Taken together, our data from this and previous study do not support the simple concept of higher levels of inflammation leading to worse fatigue. Instead, we propose that regulatory mechanisms of inflammation may be responsible for the maintenance of fatigue after the initial proinflammatory response. The presence of persistent immune challenge results in chronic inflammation, which may triggers an inappropriate or exaggerated anti-inflammatory response. Such anti-inflammatory mechanisms may in turn have a role in the persistence of fatigue. In other words, we postulated that the exaggerated or inappropriate immune regulation turns what was an adaptive behavioural response, sickness behaviour, into a persistent, pathological response resulting in chronic fatigue with or without concomitant pain and depression. Identifying such anti-inflammatory mechanisms may give clue to treatment of fatigue in pSS.

The strengths of this validation study include (1) a large, clinically well-defined patient group; (2) minimal demographic variation between fatigue groups in the pSS cohort; (3) the use of validated measures in pSS; and (4) consistency of methods with the original study.

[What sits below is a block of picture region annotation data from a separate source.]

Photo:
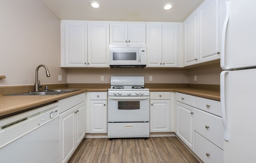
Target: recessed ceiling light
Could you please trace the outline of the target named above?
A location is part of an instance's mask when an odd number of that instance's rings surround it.
[[[168,10],[172,8],[173,7],[173,4],[170,3],[166,4],[165,4],[163,6],[163,9],[165,10]]]
[[[89,3],[89,5],[95,9],[99,9],[101,7],[101,3],[97,1],[91,1]]]

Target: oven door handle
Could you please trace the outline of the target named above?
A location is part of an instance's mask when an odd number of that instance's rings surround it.
[[[149,100],[149,96],[108,96],[108,100]]]

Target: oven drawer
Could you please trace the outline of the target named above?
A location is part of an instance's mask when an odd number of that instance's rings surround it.
[[[109,123],[108,138],[148,138],[149,123]]]
[[[170,92],[150,92],[150,100],[170,100]]]
[[[90,96],[90,100],[107,100],[107,92],[91,92]]]

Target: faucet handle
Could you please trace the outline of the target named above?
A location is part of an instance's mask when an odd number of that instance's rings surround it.
[[[41,83],[40,83],[40,80],[38,81],[38,84],[39,84],[39,88],[42,88],[42,85],[41,85]]]

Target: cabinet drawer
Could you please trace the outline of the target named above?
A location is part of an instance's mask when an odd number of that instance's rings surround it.
[[[223,149],[223,127],[221,118],[195,109],[194,129],[195,131]]]
[[[170,100],[170,92],[150,92],[150,100]]]
[[[196,108],[199,109],[221,116],[220,101],[196,97],[195,105]]]
[[[194,96],[177,92],[176,94],[176,99],[182,103],[195,107],[195,96]]]
[[[106,92],[91,92],[91,100],[107,100]]]
[[[84,101],[85,94],[81,93],[59,100],[60,114]]]
[[[197,132],[195,132],[195,153],[205,163],[223,162],[223,150]]]

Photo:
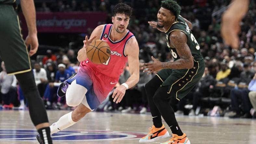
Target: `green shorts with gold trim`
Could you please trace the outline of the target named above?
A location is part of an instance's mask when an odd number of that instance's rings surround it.
[[[0,55],[9,75],[31,70],[30,58],[20,30],[12,6],[0,5]]]
[[[186,96],[202,78],[204,72],[204,62],[194,61],[189,69],[163,69],[156,75],[163,82],[162,86],[169,87],[167,92],[180,100]]]

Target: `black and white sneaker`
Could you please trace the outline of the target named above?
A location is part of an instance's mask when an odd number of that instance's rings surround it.
[[[43,140],[42,138],[41,138],[41,136],[40,135],[40,134],[38,134],[36,135],[36,139],[37,140],[37,141],[38,141],[39,143],[40,144],[44,144],[44,141]]]
[[[57,91],[57,95],[58,97],[61,97],[65,96],[66,92],[67,91],[67,90],[68,90],[68,88],[69,87],[69,84],[68,83],[68,80],[73,78],[77,73],[74,73],[69,78],[60,84],[60,85],[59,86],[59,88],[58,88],[58,90]]]

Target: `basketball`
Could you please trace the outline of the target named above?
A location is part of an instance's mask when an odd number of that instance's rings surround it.
[[[106,42],[100,40],[94,40],[87,46],[87,57],[95,64],[105,63],[110,56],[110,48]]]

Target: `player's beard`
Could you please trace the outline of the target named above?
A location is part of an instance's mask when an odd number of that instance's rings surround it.
[[[157,27],[158,28],[163,28],[164,26],[164,25],[163,25],[162,26],[160,26],[160,25],[159,25],[158,23],[157,24]]]
[[[124,28],[123,30],[122,31],[121,31],[119,30],[118,30],[118,27],[119,27],[120,26],[118,26],[117,28],[116,29],[115,28],[115,29],[116,30],[116,31],[117,32],[118,32],[118,33],[123,33],[123,32],[124,32],[124,31],[125,31],[125,30],[126,30],[126,29],[125,29],[125,27],[124,26],[122,26],[122,27],[123,27]]]
[[[163,27],[164,26],[164,25],[163,24],[163,25],[162,25],[162,26],[160,26],[160,25],[159,25],[158,24],[158,19],[157,19],[157,28],[163,28]]]

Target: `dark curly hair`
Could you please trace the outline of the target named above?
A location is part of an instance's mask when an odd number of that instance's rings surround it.
[[[113,15],[115,16],[118,14],[124,14],[125,17],[132,17],[133,13],[133,8],[128,5],[120,3],[118,4],[114,7],[113,10]]]
[[[169,10],[177,18],[180,15],[180,10],[181,8],[177,3],[177,2],[173,0],[166,0],[162,1],[161,6]]]

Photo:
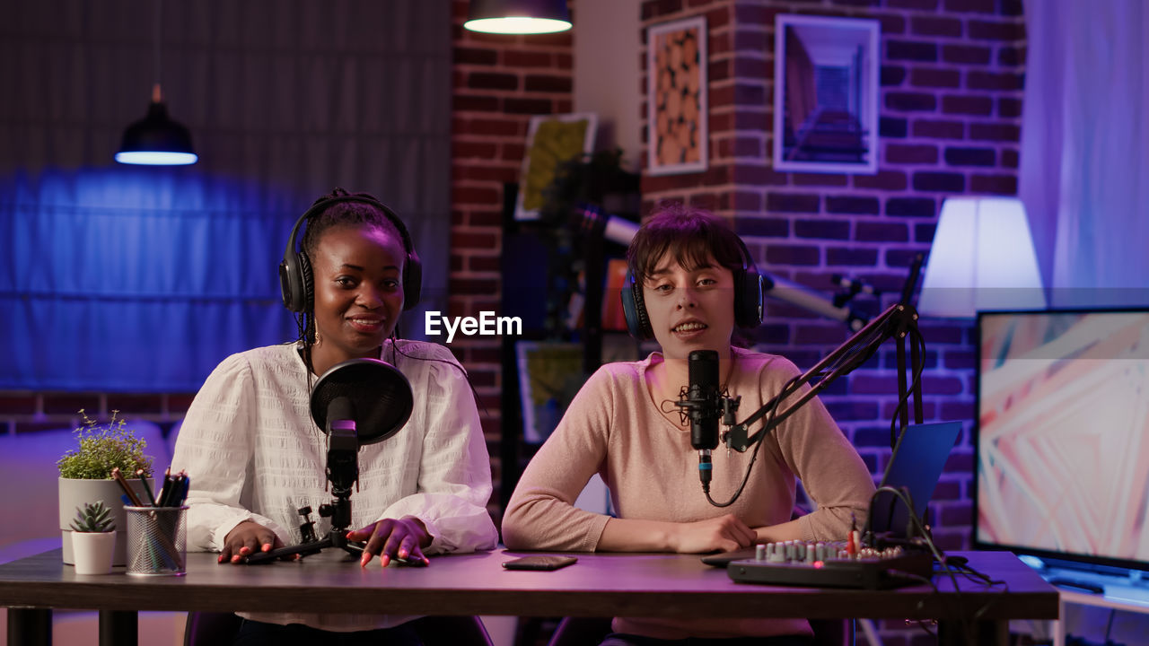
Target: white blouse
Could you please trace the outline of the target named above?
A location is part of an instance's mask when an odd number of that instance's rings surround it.
[[[411,515],[432,536],[425,554],[493,549],[499,535],[486,509],[491,462],[463,369],[442,346],[396,345],[399,352],[386,341],[380,359],[410,382],[415,406],[398,433],[361,447],[348,529]],[[191,479],[188,549],[218,552],[224,537],[246,520],[269,528],[284,545],[296,545],[302,539],[298,509],[304,506],[316,510],[317,536],[331,530],[330,518],[317,514],[333,497],[324,476],[326,436],[311,421],[308,389],[296,344],[233,354],[208,376],[187,410],[171,467]],[[412,618],[239,614],[336,631],[391,628]]]

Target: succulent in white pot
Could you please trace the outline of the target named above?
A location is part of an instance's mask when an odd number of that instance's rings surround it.
[[[111,509],[102,500],[76,508],[71,522],[72,557],[78,575],[106,575],[111,571],[116,547],[116,524]]]
[[[113,564],[126,564],[128,516],[121,501],[124,492],[113,479],[111,470],[119,467],[142,500],[144,483],[133,476],[142,470],[144,477],[151,478],[152,459],[144,455],[147,443],[128,428],[118,413],[113,410],[111,420],[101,424],[80,410],[84,423],[76,429],[77,447],[56,462],[60,468],[60,530],[63,533],[64,563],[74,562],[72,537],[76,532],[69,526],[74,510],[85,502],[101,500],[110,509],[118,528]]]

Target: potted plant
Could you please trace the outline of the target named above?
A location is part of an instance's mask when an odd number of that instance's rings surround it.
[[[110,509],[116,528],[116,545],[113,564],[126,563],[128,539],[124,536],[128,517],[121,495],[123,489],[111,477],[111,470],[119,470],[129,478],[133,491],[142,500],[147,494],[142,480],[134,475],[142,470],[145,478],[152,477],[152,459],[144,455],[147,443],[126,428],[119,412],[111,412],[111,420],[105,424],[98,423],[79,412],[84,423],[76,429],[78,446],[69,451],[56,462],[60,468],[60,530],[63,532],[64,563],[74,563],[72,536],[70,526],[72,514],[77,508],[88,502],[102,501]],[[151,485],[151,483],[148,483]]]
[[[102,500],[85,502],[83,507],[76,508],[71,530],[76,574],[109,574],[116,547],[116,524],[111,509]]]

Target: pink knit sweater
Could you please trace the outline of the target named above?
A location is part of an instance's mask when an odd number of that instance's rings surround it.
[[[780,356],[733,352],[727,387],[732,397],[742,397],[740,420],[799,374]],[[609,517],[573,506],[595,472],[610,489],[615,513],[622,518],[688,523],[730,513],[751,528],[774,525],[791,520],[796,476],[818,505],[799,521],[803,540],[845,538],[851,513],[859,524],[864,522],[873,479],[818,399],[764,440],[750,480],[733,506],[717,508],[707,502],[689,428],[663,417],[661,402],[651,399],[646,386],[646,370],[662,360],[656,352],[645,361],[610,363],[587,380],[515,487],[502,524],[507,547],[595,551]],[[715,500],[726,500],[738,489],[750,454],[727,456],[722,445],[714,452],[710,492]],[[803,620],[616,618],[615,630],[679,639],[795,635],[810,629]]]

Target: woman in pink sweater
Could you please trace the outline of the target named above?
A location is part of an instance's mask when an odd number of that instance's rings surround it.
[[[626,257],[638,310],[632,318],[639,336],[653,336],[662,352],[603,366],[583,386],[515,487],[502,524],[507,547],[705,553],[845,539],[851,516],[865,518],[873,480],[818,399],[763,440],[733,505],[711,506],[700,486],[689,425],[673,406],[688,383],[688,354],[718,352],[720,389],[742,398],[739,418],[800,374],[781,356],[731,345],[735,323],[761,322],[757,270],[738,236],[708,213],[672,206],[642,225]],[[754,451],[727,453],[719,447],[712,456],[710,492],[717,501],[739,489]],[[573,506],[594,474],[609,487],[617,516]],[[791,520],[795,478],[818,508]],[[788,646],[810,644],[811,635],[804,620],[618,617],[614,630],[603,645],[692,638],[692,646]]]

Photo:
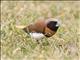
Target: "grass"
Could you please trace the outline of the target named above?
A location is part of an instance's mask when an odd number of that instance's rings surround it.
[[[61,26],[53,37],[43,39],[42,45],[15,27],[48,17],[59,18]],[[1,1],[2,60],[79,60],[79,58],[79,1]]]

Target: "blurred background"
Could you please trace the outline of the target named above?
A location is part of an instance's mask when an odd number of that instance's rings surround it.
[[[61,26],[42,45],[15,27],[51,17],[60,19]],[[80,2],[1,1],[0,32],[1,60],[79,60]]]

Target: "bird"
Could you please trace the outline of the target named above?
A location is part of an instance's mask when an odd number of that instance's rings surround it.
[[[44,37],[52,37],[57,32],[59,26],[59,19],[48,18],[39,19],[36,22],[24,26],[22,30],[29,34],[31,38],[41,40]]]

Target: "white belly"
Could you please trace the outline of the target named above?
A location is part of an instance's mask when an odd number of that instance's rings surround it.
[[[42,33],[30,33],[31,38],[34,38],[36,40],[44,38],[44,34]]]

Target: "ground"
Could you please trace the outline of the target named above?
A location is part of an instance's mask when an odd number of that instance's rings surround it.
[[[58,18],[57,33],[42,44],[15,25],[28,25],[38,18]],[[1,1],[2,60],[79,60],[80,2]]]

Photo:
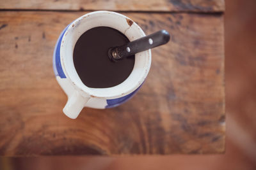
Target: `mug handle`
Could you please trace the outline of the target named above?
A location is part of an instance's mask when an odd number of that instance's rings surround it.
[[[71,96],[68,97],[63,108],[63,113],[70,118],[76,118],[89,99],[90,97],[84,97],[75,90]]]

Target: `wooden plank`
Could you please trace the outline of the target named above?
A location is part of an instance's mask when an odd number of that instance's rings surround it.
[[[166,29],[172,41],[152,50],[148,76],[129,102],[71,120],[52,55],[62,29],[83,14],[0,13],[0,155],[224,152],[221,15],[124,13],[147,34]]]
[[[1,0],[0,9],[223,11],[224,0]]]

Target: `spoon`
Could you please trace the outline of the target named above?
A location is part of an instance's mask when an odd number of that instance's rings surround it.
[[[164,45],[169,40],[169,33],[165,30],[161,30],[125,45],[109,48],[108,57],[112,61],[118,61],[135,53]]]

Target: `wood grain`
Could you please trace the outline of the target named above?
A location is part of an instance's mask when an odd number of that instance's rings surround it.
[[[224,0],[0,0],[0,9],[223,11]]]
[[[220,14],[123,13],[172,41],[129,101],[62,109],[52,56],[63,29],[84,12],[0,13],[0,155],[216,153],[225,150],[223,20]]]

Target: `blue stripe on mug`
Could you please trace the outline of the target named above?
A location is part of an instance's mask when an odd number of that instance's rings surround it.
[[[113,99],[107,99],[108,105],[106,106],[105,108],[113,108],[122,104],[123,103],[125,103],[127,100],[130,99],[136,94],[136,92],[140,89],[140,88],[141,87],[143,83],[139,87],[138,87],[137,89],[136,89],[134,91],[125,96]]]
[[[54,71],[55,76],[59,76],[61,78],[66,78],[66,76],[64,74],[64,71],[61,67],[61,63],[60,62],[60,46],[62,38],[68,26],[69,25],[62,31],[61,36],[58,39],[57,45],[55,47],[55,55],[54,55],[53,58],[53,69]]]

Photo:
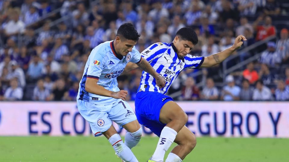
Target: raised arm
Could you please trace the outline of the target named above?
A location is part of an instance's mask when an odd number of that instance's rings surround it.
[[[165,86],[166,85],[165,79],[156,71],[146,60],[142,57],[141,61],[136,64],[143,70],[150,74],[154,78],[154,79],[156,79],[157,85],[160,88],[162,88]]]
[[[247,40],[245,37],[241,35],[238,36],[235,39],[235,42],[232,46],[222,52],[205,57],[204,62],[201,68],[211,67],[222,62],[230,56],[236,50],[240,48],[243,44],[243,40]]]

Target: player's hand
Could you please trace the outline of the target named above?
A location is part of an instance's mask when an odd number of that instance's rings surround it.
[[[117,92],[113,92],[111,95],[111,97],[116,99],[120,98],[124,101],[126,99],[127,91],[124,90],[121,90]]]
[[[243,44],[243,42],[242,40],[247,40],[247,39],[245,37],[241,35],[239,35],[235,39],[235,42],[233,45],[233,46],[234,49],[237,50]]]
[[[166,85],[166,81],[165,79],[161,76],[158,75],[156,79],[156,82],[157,85],[160,88],[163,88],[165,87]]]

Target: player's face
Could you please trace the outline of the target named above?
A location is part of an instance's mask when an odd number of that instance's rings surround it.
[[[132,47],[137,43],[134,40],[124,38],[121,39],[118,37],[117,37],[115,40],[116,51],[118,53],[124,56],[126,56],[129,52],[132,50]]]
[[[191,41],[180,39],[177,36],[174,40],[174,45],[178,51],[178,56],[180,58],[186,56],[194,46]]]

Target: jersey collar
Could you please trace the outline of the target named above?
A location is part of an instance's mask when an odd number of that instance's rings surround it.
[[[170,44],[171,45],[171,46],[172,46],[172,49],[173,49],[174,51],[175,51],[175,52],[176,53],[176,54],[177,55],[177,56],[178,54],[177,53],[177,51],[178,51],[177,50],[177,48],[176,48],[176,46],[175,46],[175,45],[174,45],[174,43],[172,42],[170,43]],[[179,56],[178,56],[178,58],[179,59],[183,61],[183,62],[185,62],[185,59],[183,57],[182,58],[180,58],[179,57]]]
[[[113,54],[114,55],[115,57],[120,60],[121,60],[123,58],[123,56],[117,53],[117,51],[115,51],[115,49],[114,48],[114,46],[113,45],[113,41],[114,40],[110,42],[110,48],[111,49],[112,52],[113,53]]]

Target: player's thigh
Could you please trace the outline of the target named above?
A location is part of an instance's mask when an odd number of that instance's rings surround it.
[[[123,125],[123,127],[126,130],[131,133],[135,132],[138,131],[141,126],[138,120],[135,120],[132,122]]]
[[[174,141],[179,145],[187,145],[192,149],[196,146],[197,140],[193,132],[184,126],[178,133]]]
[[[112,125],[110,125],[110,127],[106,131],[102,132],[102,134],[107,139],[107,140],[109,139],[113,134],[117,133],[117,132]]]
[[[108,117],[121,127],[132,122],[133,122],[127,125],[126,127],[128,126],[137,127],[138,124],[132,109],[128,103],[122,100],[120,100],[113,104],[110,111],[108,113]],[[139,125],[138,126],[139,127]],[[138,128],[139,128],[139,127]]]
[[[96,105],[79,100],[77,100],[77,102],[79,113],[89,123],[95,136],[100,136],[102,132],[110,129],[112,122],[108,114],[98,110],[104,109],[106,106]]]
[[[186,122],[188,116],[178,104],[173,101],[169,101],[162,107],[159,120],[162,123],[167,124],[174,120],[183,120]]]

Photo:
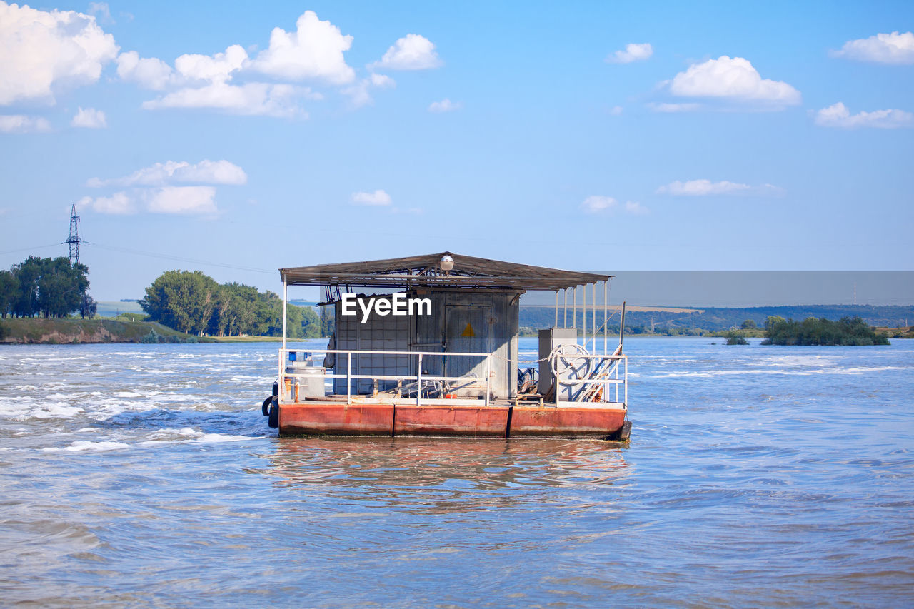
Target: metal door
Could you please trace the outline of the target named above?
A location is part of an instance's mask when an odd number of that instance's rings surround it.
[[[444,336],[447,350],[453,353],[492,353],[492,307],[472,304],[448,304],[444,309]],[[446,358],[444,374],[448,377],[475,375],[479,385],[485,386],[485,358]]]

Limitations of this study include the (1) cross-sectional nature of this study; (2) fluctuations of cytokine levels could be influenced by multiple factors; (3) while the original findings have been validated in an independent cohort taken from the UKPSSR, a full external validation in another cohort is needed; and (4) using an all-female cohort, similar to the original study, while minimising the potential gender differences in cytokine profile, means our findings may not be generalisable to men with pSS.

Conclusion

This study has validated our previous observation of an inverse relationship between proinflammatory cytokines and fatigue levels in pSS. Our data further challenges the notion that proinflammatory cytokines directly mediate fatigue in pSS. Further studies to determine whether the model also applies to other chronic immune-mediated inflammatory conditions and to explore the possible mechanisms of this inverse relationship between proinflammatory cytokines and fatigue levels are warranted.